Guerra Sem Regras: A Origem de 007 com Henry Cavill como um espião rebelde

Olha, se Maomé não vai a Montanha, a Montanha vem à Maomé. Henry Cavill é um ator cujo nome é sugerido por todas as redes sociais para qualquer franquia de relevância, com um batalhão de apaixonados ativos para votar nele sempre, desde os papéis que conseguiu com Superman ou Witcher, até Aegon I Targaryen ou, claro, James Bond. E como nada em relação o mais famoso espião britânico aconteceu até agora, não deixa de ser irônico que sem seu último filme, Guerra Sem Regras (The Ministry of Ungentlemanly Warfare), Cavill interprete o homem que inspirou Ian Flemming para criar 007: Gus March-Phillips.

O filme dirigido por Guy Ritchie é imediatamente comparado à Bastardos Inglórios, de Quentin Tarantino (para mim, o melhor filme dele) só que enquanto o brilhante filme de 2009 é assumidamente ficção, Guerra Sem Regras (The Ministry of Ungentlemanly Warfare) nos avisa de cara que é inspirado em uma história real, o que nos deixa boquiabertos 100% do tempo diante da loucura e impossibilidade aparente do que vemos desenrolar diante dos nossos olhos.
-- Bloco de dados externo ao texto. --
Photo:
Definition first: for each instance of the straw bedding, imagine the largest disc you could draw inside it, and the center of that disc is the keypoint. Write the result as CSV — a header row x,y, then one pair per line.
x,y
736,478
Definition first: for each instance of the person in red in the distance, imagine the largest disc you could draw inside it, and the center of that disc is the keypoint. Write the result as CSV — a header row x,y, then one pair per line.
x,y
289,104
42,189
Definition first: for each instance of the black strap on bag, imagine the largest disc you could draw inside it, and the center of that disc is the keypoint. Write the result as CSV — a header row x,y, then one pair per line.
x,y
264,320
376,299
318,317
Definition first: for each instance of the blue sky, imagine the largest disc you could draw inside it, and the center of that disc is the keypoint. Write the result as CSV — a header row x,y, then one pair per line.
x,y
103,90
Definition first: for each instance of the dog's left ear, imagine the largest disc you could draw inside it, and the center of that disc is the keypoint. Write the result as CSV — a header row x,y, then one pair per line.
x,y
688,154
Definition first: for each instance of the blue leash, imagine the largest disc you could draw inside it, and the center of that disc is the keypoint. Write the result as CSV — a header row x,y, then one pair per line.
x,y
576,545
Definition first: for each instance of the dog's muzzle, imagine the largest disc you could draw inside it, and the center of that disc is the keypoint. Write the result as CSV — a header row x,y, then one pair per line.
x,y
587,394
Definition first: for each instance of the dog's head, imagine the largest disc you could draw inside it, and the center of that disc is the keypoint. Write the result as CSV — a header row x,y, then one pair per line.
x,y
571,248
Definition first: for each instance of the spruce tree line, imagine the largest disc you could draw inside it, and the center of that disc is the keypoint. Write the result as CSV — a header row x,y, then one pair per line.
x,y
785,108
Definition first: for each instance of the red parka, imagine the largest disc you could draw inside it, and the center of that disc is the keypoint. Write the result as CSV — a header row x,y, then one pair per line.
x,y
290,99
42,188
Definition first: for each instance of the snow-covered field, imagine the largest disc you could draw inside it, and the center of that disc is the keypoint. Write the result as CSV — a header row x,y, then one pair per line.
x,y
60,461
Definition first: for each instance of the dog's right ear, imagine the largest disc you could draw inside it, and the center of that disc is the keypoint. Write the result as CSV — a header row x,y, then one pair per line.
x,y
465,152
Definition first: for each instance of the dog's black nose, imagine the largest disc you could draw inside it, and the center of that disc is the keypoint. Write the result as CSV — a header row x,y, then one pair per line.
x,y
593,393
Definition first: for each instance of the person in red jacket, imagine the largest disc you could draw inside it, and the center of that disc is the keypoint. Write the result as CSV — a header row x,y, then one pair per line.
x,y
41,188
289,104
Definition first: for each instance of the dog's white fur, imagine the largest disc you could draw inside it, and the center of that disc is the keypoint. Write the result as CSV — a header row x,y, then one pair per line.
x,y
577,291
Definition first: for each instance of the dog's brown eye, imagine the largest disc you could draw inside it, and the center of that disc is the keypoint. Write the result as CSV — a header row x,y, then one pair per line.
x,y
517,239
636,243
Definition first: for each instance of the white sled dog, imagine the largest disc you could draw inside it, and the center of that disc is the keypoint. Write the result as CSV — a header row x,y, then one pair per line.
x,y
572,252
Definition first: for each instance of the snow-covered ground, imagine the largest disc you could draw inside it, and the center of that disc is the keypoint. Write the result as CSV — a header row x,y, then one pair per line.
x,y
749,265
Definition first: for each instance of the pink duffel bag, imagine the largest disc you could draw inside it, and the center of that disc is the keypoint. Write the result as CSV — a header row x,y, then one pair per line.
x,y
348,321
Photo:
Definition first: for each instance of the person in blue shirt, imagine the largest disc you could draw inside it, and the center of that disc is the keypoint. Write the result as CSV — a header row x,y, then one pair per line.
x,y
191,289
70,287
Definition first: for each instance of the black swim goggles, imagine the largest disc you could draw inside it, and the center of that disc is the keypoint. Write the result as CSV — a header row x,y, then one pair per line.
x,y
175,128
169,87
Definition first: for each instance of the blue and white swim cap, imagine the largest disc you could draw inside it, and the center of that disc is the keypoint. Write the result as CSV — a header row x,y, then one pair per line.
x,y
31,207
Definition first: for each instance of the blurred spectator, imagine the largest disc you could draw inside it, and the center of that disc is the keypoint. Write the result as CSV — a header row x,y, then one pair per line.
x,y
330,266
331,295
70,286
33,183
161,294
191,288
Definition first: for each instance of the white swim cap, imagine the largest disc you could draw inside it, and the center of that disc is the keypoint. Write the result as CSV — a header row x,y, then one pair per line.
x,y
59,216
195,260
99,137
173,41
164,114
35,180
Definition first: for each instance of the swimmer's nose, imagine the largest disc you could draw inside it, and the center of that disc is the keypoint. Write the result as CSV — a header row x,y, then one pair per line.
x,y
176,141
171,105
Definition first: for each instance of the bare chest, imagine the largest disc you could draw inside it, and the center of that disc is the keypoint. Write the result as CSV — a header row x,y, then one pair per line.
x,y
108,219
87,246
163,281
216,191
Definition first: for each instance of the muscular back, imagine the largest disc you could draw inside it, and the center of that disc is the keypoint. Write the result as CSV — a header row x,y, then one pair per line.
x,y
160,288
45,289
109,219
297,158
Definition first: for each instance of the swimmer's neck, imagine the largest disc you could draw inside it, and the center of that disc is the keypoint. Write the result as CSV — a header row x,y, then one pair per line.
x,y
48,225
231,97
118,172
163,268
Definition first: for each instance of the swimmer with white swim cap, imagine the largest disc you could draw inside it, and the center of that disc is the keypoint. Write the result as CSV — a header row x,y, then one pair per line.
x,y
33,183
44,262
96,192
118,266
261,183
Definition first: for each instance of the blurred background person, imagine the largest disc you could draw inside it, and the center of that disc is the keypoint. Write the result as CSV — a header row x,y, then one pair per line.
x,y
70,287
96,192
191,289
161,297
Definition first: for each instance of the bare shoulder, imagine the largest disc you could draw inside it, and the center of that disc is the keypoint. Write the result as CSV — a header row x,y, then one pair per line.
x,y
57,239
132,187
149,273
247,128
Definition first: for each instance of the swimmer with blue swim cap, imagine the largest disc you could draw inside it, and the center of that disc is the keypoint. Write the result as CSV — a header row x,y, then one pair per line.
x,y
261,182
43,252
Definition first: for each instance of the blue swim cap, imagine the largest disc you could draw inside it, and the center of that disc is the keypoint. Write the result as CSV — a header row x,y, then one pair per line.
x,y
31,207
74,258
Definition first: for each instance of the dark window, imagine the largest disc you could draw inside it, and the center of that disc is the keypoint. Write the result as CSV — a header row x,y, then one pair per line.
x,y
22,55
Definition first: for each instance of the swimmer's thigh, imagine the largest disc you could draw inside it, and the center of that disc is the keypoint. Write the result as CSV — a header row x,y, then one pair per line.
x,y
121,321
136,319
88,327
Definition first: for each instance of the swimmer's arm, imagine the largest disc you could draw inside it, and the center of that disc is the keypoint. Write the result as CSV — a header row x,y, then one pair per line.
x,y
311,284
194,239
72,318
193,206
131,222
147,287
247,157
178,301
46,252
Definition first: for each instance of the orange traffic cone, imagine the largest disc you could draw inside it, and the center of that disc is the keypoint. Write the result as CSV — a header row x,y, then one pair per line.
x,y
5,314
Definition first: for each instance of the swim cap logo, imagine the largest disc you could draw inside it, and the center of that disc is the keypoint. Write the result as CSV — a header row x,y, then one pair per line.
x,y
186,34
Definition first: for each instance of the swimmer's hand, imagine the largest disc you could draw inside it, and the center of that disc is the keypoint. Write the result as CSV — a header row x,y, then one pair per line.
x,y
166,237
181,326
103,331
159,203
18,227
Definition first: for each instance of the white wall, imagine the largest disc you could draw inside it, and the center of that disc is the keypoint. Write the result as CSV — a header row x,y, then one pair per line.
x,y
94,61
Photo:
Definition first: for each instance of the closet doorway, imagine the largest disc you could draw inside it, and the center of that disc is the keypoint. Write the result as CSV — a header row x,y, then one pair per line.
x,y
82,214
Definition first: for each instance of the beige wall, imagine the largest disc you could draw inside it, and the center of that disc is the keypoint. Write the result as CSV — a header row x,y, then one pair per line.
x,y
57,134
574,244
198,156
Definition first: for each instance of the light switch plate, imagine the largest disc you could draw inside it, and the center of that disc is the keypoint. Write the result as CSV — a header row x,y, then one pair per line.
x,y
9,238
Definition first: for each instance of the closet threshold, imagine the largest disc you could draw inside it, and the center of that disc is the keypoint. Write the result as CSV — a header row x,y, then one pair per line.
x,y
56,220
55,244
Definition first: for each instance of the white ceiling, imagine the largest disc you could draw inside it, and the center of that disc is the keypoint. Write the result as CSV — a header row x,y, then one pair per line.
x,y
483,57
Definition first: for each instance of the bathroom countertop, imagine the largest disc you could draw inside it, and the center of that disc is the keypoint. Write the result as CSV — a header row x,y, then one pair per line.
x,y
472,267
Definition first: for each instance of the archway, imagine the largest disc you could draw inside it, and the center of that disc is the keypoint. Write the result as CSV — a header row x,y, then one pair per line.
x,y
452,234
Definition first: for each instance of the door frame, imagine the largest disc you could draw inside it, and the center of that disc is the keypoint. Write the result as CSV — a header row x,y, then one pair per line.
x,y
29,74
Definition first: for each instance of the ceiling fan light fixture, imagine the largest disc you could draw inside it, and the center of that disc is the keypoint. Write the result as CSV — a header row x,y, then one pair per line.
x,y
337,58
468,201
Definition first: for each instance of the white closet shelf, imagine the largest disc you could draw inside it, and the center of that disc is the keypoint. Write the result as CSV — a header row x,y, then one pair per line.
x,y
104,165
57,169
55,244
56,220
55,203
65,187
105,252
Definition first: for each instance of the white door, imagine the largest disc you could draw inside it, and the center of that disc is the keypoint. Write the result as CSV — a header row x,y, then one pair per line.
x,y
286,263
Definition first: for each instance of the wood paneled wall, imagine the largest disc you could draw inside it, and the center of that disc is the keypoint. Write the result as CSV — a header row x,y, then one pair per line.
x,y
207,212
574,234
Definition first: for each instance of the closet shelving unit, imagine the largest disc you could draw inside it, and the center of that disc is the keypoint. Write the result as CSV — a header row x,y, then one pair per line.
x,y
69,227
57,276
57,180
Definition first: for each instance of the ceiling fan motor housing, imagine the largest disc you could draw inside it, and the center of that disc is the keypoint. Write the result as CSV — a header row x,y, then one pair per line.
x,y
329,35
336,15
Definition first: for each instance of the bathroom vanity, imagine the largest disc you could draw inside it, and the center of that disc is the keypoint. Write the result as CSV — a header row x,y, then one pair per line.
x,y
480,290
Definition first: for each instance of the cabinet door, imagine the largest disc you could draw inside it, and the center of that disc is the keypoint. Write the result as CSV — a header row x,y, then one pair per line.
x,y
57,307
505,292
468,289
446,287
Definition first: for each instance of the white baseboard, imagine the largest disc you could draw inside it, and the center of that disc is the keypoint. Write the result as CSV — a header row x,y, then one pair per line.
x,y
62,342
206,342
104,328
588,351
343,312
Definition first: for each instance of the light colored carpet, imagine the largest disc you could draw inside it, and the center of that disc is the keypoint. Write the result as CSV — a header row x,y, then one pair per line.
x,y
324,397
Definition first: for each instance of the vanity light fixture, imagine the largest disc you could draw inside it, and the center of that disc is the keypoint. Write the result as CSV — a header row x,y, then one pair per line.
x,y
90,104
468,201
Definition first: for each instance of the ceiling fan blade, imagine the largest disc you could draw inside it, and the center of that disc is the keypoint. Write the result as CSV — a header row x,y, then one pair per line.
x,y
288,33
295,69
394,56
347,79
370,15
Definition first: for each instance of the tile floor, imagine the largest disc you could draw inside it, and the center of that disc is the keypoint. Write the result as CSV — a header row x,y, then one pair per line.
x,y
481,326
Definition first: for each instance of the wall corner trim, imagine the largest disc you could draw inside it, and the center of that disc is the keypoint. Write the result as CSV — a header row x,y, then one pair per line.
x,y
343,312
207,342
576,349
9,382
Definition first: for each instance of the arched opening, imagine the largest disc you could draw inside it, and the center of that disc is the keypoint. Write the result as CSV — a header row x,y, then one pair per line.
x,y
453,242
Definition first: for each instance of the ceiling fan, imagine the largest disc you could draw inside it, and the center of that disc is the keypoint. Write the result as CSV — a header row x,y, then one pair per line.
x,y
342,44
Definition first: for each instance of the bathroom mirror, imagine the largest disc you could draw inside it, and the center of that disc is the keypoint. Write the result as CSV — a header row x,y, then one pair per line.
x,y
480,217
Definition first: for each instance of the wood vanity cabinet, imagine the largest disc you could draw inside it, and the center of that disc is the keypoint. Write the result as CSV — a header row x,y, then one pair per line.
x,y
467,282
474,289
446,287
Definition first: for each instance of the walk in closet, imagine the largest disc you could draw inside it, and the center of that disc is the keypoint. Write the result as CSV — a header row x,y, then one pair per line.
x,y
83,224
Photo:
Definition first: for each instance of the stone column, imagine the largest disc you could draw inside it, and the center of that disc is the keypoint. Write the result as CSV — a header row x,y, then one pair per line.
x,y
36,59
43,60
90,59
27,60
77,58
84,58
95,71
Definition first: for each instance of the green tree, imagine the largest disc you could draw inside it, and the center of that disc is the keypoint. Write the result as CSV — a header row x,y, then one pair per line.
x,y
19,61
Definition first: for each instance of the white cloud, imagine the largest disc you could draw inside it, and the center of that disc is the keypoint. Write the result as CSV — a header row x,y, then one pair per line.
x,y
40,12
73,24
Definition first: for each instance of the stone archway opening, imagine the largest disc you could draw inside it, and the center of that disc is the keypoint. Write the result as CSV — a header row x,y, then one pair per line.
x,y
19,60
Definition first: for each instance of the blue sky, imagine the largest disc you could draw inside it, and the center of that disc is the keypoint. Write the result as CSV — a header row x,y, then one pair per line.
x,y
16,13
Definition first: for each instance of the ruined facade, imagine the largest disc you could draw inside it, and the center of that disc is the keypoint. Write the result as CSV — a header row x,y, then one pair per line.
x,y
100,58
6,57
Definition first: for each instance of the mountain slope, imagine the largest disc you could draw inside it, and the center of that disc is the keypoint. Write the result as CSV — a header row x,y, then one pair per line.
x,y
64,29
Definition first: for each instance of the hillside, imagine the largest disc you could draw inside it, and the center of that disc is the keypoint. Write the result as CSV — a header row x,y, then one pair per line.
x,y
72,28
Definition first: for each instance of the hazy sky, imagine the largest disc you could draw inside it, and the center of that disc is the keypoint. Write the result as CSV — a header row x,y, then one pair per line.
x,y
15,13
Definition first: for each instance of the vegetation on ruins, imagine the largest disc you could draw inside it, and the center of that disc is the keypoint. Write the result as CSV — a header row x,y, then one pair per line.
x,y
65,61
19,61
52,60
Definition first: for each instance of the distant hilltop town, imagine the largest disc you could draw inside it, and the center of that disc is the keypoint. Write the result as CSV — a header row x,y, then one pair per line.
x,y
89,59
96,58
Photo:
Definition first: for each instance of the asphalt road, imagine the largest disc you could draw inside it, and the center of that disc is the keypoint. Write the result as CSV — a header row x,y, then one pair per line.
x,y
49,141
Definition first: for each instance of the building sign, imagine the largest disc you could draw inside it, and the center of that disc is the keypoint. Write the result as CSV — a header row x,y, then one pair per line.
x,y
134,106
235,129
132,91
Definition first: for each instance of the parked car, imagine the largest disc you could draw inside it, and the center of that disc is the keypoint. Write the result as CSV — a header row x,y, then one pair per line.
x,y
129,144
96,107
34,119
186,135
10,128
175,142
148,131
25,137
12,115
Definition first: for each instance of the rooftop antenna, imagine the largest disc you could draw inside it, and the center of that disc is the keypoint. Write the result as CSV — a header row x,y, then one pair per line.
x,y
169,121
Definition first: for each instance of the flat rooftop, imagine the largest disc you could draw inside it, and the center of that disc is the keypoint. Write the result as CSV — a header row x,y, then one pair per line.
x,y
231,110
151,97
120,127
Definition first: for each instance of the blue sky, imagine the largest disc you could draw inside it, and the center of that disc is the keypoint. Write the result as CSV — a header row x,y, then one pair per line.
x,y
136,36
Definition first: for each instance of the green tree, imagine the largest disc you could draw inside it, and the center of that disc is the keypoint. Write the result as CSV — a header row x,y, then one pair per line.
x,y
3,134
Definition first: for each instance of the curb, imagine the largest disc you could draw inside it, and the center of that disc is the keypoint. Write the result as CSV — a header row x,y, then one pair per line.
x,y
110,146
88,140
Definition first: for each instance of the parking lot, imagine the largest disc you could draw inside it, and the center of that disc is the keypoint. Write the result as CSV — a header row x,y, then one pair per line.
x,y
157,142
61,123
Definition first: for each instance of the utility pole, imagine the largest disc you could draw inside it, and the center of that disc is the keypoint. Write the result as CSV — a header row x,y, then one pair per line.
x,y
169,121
A história é uma adaptação do livro de 2014, Churchill’s Secret Warriors: The Explosive Story of the Special Forces Desperadoes of WWII, escrito por Damien Lewis e retrata as origens do Special Air Service),um departamento criado por Winston Churchill para realizar operações militares secretas durante a Segunda Guerra Mundial e que, eventualmente, foi a semente para o Special Operations Executive (SOE), até hoje na ativa e que realiza espionagem, sabotagem e reconhecimento.

O título original do filme, se traduzido literalmente, é mais irônico do que temos no Brasil – Guerra sem Regras – porque seria “O Ministério da Guerra Indelicada”, muito mais preciso e menos óbvio. Porque a meta era mesmo jogar sujo. A Small Scale Raiding Force (SSRF), era o que vemos na ficção como os “00”: têm licença para matar, mentir e roubar, mas se forem pegos por qualquer um dos lados estão sozinhos. O que Churchill queria era “desenvolver um reino de terror na costa inimiga”. Ainda mais especificamente, a história do flme foca na Operação Postmaster, a primeira da unidade.

A missão demandava da equipe, liderada pelo major Gus March-Phillips, deveria destruir o controle marítimo alemão, furando o bloqueio que estava enfraquecendo o Reino Unido. Para isso, teriam que abordar navios alemães e italianos no porto de Fernando Po (hoje Bioko, na África Ocidental), para roubá-los e navegá-los até Lagos.

Pode ler de novo. Eles tinham que ir para o lado inimigo e roubar cargueiros tendo apenas menos de 10 envolvidos (no total) para realizar a missão. Alguém duvida de James Bond agora?

O humor e estilo de Guy Ritchie ressalta a vocação suicida do grupo e nos faz esquecer que tudo realmente aconteceu. A controvérsia de que a iniciativa foi considerada uma violação da neutralidade espanhola, afinal Fernando Po era uma colônia espanhola na época, é igualmente ironizada e os registros da época mostram as negativas oficiais dos governos.

Tirando todas as ironias dos bastidores, incluindo as óbvias de reunir três atores britânicos que foram considerados para James Bond (além de Cavill, temos Henry Golding e Alex Pettyfer, que também circularam na lista de possíveis 007), Guerra Sem Regras (The Ministry of Ungentlemanly Warfare) é um festival de explosões, lutas violentas e suspense, exatamente como Ian Fleming testemunhou e depois usou para criar sua obra tão famosa. Aliás, Freddie Fox está ótimo como o escritor e essa mesma gozação com Fleming foi base de outro filme incrível que vale a pena conferir, se o tema te agradar, que é O Espião Inglês (The Courier), com Benedict Cumberbatch e disponível na mesma Amazon Prime Video.

Há diversas curiosidades sobre a história verdadeira e o filme atual que dariam outro filme, mas se Guerra Sem Regras (The Ministry of Ungentlemanly Warfare) é um teste para uma retomada de Bond, temos nosso espião e nosso diretor aprovados. Concordam?